Figure 2. Schematic illustrations of brain- and islet-centred glucoregulatory systems

The BCGS is proposed to regulate tissue glucose metabolism and plasma glucose levels via mechanisms that are both insulin dependent (for example, by regulating tissue insulin sensitivity) and insulin independent. Because of extensive redundancy between islet- and brain-centred pathways, dysfunction of both may be required for T2D to develop, and diabetes remission may be possible with therapies that target both pathways.

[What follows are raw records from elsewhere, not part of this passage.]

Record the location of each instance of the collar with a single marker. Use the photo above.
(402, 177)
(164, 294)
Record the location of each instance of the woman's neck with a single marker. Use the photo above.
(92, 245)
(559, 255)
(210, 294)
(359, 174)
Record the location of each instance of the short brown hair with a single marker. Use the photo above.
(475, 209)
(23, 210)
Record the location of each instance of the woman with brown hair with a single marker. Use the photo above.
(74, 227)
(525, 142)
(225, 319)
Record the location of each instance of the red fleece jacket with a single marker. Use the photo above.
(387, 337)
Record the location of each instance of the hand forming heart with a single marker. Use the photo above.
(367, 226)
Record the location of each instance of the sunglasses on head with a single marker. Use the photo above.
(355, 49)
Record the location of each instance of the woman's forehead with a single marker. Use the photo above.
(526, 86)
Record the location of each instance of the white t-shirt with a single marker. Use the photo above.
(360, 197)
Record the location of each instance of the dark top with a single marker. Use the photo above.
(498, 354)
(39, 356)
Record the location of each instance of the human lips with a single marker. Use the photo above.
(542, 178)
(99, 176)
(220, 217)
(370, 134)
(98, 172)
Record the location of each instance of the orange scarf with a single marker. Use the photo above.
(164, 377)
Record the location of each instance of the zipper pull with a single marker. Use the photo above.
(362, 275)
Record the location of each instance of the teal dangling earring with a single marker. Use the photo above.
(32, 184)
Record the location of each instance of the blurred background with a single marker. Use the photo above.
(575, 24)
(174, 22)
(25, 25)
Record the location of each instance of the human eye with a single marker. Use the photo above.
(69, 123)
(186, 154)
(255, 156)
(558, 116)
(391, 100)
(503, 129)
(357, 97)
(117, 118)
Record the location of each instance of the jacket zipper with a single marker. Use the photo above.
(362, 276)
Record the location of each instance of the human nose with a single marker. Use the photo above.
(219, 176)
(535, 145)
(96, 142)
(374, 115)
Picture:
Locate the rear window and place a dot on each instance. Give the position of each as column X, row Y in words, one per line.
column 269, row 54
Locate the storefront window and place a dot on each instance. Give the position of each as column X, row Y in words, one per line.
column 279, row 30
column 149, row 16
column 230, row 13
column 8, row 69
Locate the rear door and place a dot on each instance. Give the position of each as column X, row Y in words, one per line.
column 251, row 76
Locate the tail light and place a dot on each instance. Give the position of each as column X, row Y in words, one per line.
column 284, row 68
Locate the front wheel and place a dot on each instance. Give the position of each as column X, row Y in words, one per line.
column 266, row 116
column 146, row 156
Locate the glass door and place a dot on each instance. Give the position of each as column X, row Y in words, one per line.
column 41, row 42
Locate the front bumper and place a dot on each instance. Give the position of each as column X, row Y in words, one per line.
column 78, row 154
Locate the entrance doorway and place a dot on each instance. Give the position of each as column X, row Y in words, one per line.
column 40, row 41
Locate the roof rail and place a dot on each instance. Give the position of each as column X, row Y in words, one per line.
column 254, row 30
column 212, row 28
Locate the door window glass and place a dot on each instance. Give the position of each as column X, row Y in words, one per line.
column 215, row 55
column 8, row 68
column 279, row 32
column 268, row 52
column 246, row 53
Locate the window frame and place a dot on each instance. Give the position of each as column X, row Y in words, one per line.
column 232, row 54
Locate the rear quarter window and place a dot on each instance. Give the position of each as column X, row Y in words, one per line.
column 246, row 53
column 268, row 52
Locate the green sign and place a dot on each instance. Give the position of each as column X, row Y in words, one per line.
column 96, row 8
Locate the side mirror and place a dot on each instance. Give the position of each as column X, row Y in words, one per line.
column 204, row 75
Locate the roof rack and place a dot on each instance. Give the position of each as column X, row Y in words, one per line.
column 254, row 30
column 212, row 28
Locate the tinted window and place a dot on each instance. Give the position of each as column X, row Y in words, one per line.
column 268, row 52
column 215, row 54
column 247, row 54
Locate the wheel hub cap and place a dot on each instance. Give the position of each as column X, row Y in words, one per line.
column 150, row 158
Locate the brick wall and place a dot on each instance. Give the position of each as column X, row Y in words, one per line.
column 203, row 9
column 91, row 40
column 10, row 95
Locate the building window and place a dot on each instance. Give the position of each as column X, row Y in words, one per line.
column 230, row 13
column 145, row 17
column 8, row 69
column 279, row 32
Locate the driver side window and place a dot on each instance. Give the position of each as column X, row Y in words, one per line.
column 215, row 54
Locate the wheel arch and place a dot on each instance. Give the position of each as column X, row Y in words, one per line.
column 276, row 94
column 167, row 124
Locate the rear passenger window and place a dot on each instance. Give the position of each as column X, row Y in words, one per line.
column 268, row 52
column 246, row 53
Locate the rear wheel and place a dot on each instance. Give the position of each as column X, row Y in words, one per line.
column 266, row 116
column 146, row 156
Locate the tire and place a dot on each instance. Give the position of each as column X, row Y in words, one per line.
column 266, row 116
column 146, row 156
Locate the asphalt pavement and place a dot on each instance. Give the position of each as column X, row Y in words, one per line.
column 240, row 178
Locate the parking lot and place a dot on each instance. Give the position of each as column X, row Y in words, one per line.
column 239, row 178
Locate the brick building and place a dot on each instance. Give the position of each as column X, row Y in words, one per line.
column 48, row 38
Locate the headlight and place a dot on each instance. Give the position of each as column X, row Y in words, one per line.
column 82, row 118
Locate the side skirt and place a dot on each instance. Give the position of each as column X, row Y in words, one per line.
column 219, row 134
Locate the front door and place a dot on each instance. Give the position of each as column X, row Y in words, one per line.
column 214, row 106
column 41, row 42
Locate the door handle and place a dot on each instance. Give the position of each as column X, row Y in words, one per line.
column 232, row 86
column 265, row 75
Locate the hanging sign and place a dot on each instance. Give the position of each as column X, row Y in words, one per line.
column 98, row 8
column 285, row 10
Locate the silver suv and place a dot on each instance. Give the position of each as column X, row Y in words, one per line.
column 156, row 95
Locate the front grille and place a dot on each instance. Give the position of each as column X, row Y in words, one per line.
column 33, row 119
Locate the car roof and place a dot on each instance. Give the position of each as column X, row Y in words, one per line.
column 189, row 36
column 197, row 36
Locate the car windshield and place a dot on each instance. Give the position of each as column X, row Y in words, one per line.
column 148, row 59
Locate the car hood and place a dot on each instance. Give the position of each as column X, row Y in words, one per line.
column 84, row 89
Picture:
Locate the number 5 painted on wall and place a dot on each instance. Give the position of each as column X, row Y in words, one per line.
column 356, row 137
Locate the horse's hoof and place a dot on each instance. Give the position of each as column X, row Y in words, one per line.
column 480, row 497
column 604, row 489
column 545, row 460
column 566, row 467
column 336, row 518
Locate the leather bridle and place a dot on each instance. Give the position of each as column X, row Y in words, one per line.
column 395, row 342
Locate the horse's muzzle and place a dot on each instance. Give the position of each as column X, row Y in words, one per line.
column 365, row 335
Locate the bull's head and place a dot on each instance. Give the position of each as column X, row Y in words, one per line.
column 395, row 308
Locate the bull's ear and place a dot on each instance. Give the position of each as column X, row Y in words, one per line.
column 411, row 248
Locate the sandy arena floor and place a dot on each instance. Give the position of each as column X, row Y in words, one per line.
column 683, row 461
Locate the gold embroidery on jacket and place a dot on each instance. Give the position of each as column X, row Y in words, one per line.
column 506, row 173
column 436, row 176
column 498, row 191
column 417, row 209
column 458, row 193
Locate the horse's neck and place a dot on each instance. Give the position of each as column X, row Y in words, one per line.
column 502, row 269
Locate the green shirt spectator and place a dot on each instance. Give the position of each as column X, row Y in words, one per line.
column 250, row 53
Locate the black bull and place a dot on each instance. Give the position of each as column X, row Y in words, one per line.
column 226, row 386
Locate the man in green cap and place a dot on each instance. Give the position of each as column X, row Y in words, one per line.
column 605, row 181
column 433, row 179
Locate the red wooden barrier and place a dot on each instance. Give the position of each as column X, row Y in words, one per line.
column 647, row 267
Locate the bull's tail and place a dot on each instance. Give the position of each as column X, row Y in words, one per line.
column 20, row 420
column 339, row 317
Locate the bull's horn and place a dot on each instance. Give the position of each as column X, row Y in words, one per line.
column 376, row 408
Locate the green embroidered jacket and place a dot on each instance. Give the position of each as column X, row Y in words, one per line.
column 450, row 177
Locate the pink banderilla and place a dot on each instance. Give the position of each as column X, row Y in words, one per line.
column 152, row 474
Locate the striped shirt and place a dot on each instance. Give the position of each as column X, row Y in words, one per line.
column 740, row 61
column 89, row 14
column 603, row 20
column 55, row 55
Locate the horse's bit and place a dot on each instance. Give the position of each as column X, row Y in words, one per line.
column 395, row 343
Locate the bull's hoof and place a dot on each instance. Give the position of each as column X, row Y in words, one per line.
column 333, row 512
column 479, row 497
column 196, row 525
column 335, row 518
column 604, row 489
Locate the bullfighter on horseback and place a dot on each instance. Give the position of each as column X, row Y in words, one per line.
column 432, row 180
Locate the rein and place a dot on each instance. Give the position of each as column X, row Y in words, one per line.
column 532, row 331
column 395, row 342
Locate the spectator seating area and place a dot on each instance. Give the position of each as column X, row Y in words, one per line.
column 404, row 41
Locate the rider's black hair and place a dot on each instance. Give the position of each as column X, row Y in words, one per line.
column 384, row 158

Figure 3. Proposed contributions of defective brain- and islet-centred glucoregulatory systems to T2D pathogenesis

The traditional view holds that diabetes arises as a consequence of damage to, and ultimately failure of, beta-cell function. We propose a two-component model in which failure of glucose homeostasis can begin after initial impairment of either pancreatic islets or the BCGS. Malfunction of either of the two systems can initiate a cascade that drives the remaining glucoregulatory system into failure over time. Only when both systems are compromised does diabetes develop. Consequently, interventions that target both systems have greater therapeutic potential than those that target just one system.